Maraea Rakuraku (Scriptwriting, 2016)

You learn so much about yourself, others, ways of working, hearing, listening and crafting.

Maraea writes: 'Applying and being accepted into the IIML programme is one thing. Completing it successfully is another. There is a level of prestige that comes with expectation and, to be honest, a snobbery that's reinforced by the literary world. While I both agree and disagree with these sentiments, the skills I learned, the friendships made, the stretching of my imagination, and the confidence gained mean for me, that while much of that remains true, it's outweighed (at this stage) personally by what I achieved.

'Whether you're starting out, still finding your way, needing a refresher or, you've chucked in a job because you know you're a writer, this is the programme for you. You have access to a school and staff vested in you doing your best. Ken Duncum is the Tim Gunn of the scriptwriting world. He makes you make it work! He trusts you'll figure it out and questions, challenges and supports you all the way through, while imparting industry nous.

'Being based in Wellington is significant with the direct access to practitioners, Toi Whakaairi, the NZ Film Commission, NZ Film School and Theatre and film production houses. It all aids in the reinforcing of classroom learning and networking that is vital for your career.

'If I had a manifesto for the IIML programme it would be something like this:

'Turn up to class. Be present and generous inside it. Respect your classmates by reading and giving feedback on their work. This pays off in all manner of ways because their growth as an artist grows your own artistry. Do. The. Work. Be open to the workshop process. It deserves your attention and your classmates' work deserves your respect. Pace yourself as the time goes so, so fast and towards the end, nearing hand-in, it intensifies. Look after yourself. Listen to Ken. Allow your imagination to soar. Don’t take any of it personally. It's about the work, not you. Unless of course you're being stink. In which case, it's you! Be nice to Katie and Clare. They come through for you, in so many unseen ways. Laugh. Take care of Ken. Creating nations in your head and hoping it all makes sense can be demanding, get outside. Do something physical. Take many selfies with that view. And watch those stairs! But most of all, really enjoy it. It's dope. You learn so much about yourself, others, ways of working, hearing, listening and crafting. It's like the best counselling ever! And, on the last day as you all depart and head your separate ways it's a little bittersweet. Why? because even though you have a completed script, you feel unready. You could do with another 12 months where you hand in the 10th draft not the third.

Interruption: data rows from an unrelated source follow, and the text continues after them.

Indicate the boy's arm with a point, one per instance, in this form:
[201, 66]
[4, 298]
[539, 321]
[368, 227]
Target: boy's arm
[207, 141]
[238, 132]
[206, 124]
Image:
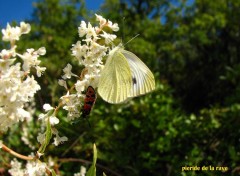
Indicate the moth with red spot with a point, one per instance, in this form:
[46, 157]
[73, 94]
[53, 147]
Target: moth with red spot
[89, 101]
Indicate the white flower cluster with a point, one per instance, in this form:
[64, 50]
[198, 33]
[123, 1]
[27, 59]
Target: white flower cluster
[36, 168]
[89, 52]
[17, 86]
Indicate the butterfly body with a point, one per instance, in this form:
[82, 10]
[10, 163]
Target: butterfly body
[124, 76]
[89, 101]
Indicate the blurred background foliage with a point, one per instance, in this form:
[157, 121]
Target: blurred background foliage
[191, 119]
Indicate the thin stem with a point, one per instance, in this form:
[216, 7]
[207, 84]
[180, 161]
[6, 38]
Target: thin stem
[63, 160]
[6, 149]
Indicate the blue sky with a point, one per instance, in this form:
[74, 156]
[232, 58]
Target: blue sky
[20, 10]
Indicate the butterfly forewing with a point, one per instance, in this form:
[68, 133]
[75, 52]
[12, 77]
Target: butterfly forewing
[115, 82]
[143, 79]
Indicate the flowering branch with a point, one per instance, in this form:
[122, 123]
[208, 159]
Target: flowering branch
[6, 149]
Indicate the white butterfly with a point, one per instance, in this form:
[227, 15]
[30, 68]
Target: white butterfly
[123, 76]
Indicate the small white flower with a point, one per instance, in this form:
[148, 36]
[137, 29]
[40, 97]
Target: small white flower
[114, 26]
[16, 168]
[41, 137]
[54, 120]
[25, 27]
[68, 72]
[11, 33]
[108, 37]
[102, 21]
[63, 83]
[40, 70]
[80, 85]
[41, 51]
[35, 168]
[47, 107]
[59, 140]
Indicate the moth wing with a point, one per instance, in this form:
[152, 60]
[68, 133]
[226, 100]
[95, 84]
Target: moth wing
[143, 79]
[116, 80]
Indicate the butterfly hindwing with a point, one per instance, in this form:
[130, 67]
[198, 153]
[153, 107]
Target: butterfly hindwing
[124, 76]
[116, 80]
[143, 79]
[89, 101]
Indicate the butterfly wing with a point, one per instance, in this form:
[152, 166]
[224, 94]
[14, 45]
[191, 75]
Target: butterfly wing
[116, 81]
[89, 101]
[143, 79]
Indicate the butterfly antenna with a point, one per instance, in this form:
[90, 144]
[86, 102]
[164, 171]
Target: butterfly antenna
[123, 34]
[132, 39]
[89, 123]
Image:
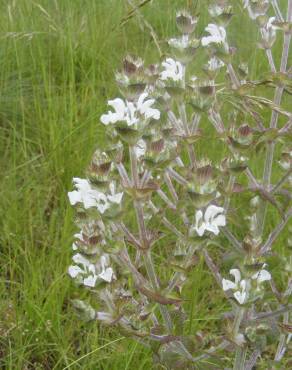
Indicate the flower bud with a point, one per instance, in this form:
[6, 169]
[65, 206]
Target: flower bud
[185, 22]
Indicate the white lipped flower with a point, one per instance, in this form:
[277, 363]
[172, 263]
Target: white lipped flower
[172, 70]
[140, 148]
[129, 112]
[217, 35]
[90, 197]
[113, 196]
[262, 275]
[87, 196]
[214, 64]
[269, 32]
[210, 221]
[239, 286]
[90, 273]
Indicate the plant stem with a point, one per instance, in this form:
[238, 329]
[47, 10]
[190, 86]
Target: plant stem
[240, 355]
[155, 284]
[261, 213]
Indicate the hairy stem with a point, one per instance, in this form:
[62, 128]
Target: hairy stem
[240, 355]
[261, 213]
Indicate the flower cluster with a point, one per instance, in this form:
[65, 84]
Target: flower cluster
[89, 197]
[242, 287]
[130, 112]
[155, 188]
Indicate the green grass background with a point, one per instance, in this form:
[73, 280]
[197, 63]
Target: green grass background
[57, 64]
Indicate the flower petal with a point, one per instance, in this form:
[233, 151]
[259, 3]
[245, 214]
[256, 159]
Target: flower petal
[74, 271]
[237, 275]
[227, 285]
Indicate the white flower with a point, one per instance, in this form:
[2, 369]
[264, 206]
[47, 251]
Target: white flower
[269, 32]
[240, 287]
[217, 35]
[90, 273]
[129, 112]
[214, 64]
[114, 197]
[88, 196]
[172, 70]
[211, 221]
[179, 43]
[119, 114]
[107, 273]
[262, 275]
[140, 148]
[93, 198]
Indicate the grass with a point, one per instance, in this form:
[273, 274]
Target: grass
[57, 64]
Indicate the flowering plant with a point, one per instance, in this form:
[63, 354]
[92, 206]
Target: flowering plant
[153, 189]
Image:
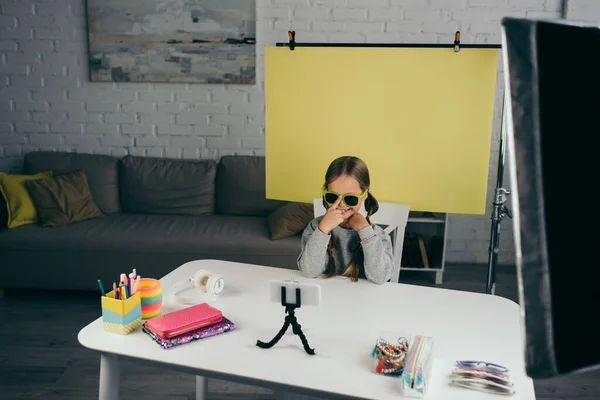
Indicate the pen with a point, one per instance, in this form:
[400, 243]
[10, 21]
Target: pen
[101, 288]
[137, 283]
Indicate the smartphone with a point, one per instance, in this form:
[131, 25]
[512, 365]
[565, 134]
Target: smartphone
[310, 293]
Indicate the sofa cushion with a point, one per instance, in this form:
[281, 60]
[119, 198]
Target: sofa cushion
[155, 185]
[63, 199]
[101, 172]
[19, 204]
[3, 213]
[241, 187]
[290, 219]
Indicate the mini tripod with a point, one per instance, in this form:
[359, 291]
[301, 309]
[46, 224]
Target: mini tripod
[290, 319]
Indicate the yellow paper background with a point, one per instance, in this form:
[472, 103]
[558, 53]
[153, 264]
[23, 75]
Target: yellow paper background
[421, 118]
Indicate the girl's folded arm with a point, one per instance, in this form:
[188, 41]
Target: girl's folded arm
[313, 258]
[379, 257]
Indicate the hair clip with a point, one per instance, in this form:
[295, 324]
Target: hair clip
[483, 386]
[482, 365]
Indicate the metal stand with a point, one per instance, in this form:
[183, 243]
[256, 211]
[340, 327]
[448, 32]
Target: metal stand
[290, 319]
[500, 210]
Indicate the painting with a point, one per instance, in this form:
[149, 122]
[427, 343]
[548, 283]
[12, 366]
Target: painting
[191, 41]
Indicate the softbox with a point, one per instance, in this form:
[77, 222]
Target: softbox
[552, 72]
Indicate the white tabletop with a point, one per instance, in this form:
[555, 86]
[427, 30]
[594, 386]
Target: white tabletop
[464, 325]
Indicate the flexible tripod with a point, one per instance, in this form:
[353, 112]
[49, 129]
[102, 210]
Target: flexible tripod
[290, 319]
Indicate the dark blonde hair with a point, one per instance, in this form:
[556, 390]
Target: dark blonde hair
[356, 168]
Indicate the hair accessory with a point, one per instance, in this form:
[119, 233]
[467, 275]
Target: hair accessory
[482, 376]
[204, 281]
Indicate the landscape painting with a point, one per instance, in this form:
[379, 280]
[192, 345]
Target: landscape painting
[192, 41]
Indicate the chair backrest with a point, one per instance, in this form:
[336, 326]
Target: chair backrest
[393, 215]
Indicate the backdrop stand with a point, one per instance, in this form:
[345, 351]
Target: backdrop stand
[499, 211]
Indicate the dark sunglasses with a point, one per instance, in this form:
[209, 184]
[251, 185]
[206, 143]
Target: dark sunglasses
[351, 200]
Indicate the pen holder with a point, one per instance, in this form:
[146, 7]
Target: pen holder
[121, 316]
[150, 291]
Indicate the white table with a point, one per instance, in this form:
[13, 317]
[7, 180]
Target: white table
[465, 326]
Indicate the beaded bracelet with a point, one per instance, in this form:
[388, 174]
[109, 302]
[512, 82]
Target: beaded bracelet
[391, 356]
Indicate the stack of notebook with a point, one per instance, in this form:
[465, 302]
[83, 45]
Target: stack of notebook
[186, 325]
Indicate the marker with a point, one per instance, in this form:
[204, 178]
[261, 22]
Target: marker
[101, 288]
[137, 283]
[457, 41]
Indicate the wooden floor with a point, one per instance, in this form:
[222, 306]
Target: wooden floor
[40, 357]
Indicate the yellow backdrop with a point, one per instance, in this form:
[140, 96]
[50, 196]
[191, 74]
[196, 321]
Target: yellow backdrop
[421, 118]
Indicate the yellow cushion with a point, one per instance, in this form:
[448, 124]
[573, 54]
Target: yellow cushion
[19, 205]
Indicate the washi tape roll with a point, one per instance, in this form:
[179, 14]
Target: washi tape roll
[151, 293]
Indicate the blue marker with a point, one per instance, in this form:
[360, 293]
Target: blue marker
[101, 288]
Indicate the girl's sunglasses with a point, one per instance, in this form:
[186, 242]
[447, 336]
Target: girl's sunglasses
[351, 200]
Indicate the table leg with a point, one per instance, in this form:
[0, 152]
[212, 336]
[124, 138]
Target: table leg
[109, 377]
[201, 387]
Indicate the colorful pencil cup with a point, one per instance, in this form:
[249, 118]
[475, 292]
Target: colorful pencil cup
[151, 292]
[121, 316]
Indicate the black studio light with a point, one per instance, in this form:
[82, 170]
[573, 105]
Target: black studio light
[552, 73]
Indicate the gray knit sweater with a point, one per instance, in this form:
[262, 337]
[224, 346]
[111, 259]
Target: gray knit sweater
[378, 257]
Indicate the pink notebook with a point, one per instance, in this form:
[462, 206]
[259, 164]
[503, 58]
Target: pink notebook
[211, 330]
[185, 320]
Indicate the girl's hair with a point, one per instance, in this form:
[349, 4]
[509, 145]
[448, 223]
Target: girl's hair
[356, 168]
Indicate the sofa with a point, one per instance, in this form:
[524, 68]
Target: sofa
[157, 214]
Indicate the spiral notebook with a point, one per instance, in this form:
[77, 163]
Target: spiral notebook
[218, 328]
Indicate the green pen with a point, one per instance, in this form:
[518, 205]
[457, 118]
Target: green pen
[101, 288]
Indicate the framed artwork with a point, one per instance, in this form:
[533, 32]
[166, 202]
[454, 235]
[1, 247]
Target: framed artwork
[191, 41]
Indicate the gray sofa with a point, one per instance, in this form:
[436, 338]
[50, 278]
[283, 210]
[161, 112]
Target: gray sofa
[158, 214]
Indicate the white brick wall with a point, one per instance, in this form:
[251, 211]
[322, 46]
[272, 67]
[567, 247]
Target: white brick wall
[46, 101]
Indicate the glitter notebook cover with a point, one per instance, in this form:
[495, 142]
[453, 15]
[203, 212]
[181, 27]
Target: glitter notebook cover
[202, 333]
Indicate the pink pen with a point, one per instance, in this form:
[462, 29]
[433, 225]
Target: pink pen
[130, 283]
[136, 284]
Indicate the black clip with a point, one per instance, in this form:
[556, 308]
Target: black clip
[292, 36]
[457, 41]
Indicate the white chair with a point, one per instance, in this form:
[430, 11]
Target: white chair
[394, 216]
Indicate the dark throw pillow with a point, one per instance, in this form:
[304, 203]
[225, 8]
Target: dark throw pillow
[290, 219]
[63, 199]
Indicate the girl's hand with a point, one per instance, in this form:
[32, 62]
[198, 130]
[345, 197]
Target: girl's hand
[333, 217]
[358, 222]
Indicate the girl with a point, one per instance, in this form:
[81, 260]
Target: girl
[343, 241]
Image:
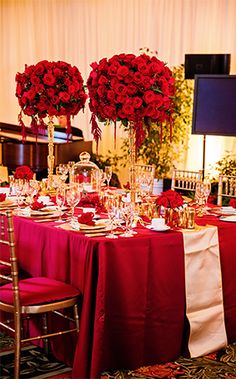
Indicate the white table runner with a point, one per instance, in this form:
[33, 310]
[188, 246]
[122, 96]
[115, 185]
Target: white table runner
[203, 286]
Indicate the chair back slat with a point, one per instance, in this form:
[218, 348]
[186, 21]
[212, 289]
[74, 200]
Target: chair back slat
[185, 180]
[226, 187]
[10, 258]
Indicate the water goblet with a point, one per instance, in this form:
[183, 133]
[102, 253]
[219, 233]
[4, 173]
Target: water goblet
[73, 197]
[112, 212]
[108, 174]
[127, 214]
[60, 200]
[18, 186]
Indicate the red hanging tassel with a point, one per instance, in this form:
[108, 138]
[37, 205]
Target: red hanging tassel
[22, 125]
[68, 128]
[95, 130]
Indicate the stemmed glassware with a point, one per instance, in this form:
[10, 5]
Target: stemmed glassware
[73, 197]
[18, 186]
[112, 212]
[108, 174]
[62, 170]
[203, 189]
[127, 214]
[60, 200]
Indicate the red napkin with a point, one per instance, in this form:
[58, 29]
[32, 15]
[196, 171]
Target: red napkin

But really, that is the beauty of this programme, whether you believe it or not you are ready! You now have the basics to carry on and to paraphrase Kurt Vonnegut: "jump off cliffs and develop wings on the way down."'

Bio: Nō Te Urewera ahau. He Rakuraku nō te Waimana Kaaku.

Maraea Rakuraku is a proudly indigenous storyteller who is very much shaped by her Tūhoe and Ngāti Kahungunu whakapapa and whānau i te wharua o Te Waimana Kaaku. She has been described as powerful, epic and as a force of nature. All of which is reflected in her writing. She brings truth, intellect and heart, whether reviewing (Theatreview, Pantograph Punch), radio broadcasting (Radio New Zealand, Radio Waatea, Te Upoko o Te Ika), podcasting, playwriting (The Prospect, Tan-Knee, Te Papakāinga) or performance poetry (DuskyMaidensNobleSavages).

2017: Best Play by a Māori Playwright - Adam Award for Te Papakāinga.

2016: Adam Award for Best Play, Best Play by Woman Playwright, Best Play by a Māori Playwright –for Tan-Knee (Part1 of Te Urewera Trilogy).

Founder of Native Agency Aotearoa Ltd, a Boutique Media and Production house focussed on growing Indigenous and minority voice.

2013: Founded DuskyMaidensNobleSavages. A Spoken Word troupe comprised of poet’s representative of Te Moana-nui-a-kiwa, speaking back to issues impacting upon their Nations and respective 21st century identities.

2012: Outstanding New Playwright, Chapman Tripp Awards (now known as the Wellington Theatre Awards) for The Prospect.

Poetry published by Auckland University Press, Hawai’i University Press, Otago University.

Short Stories published by Huia Publishers.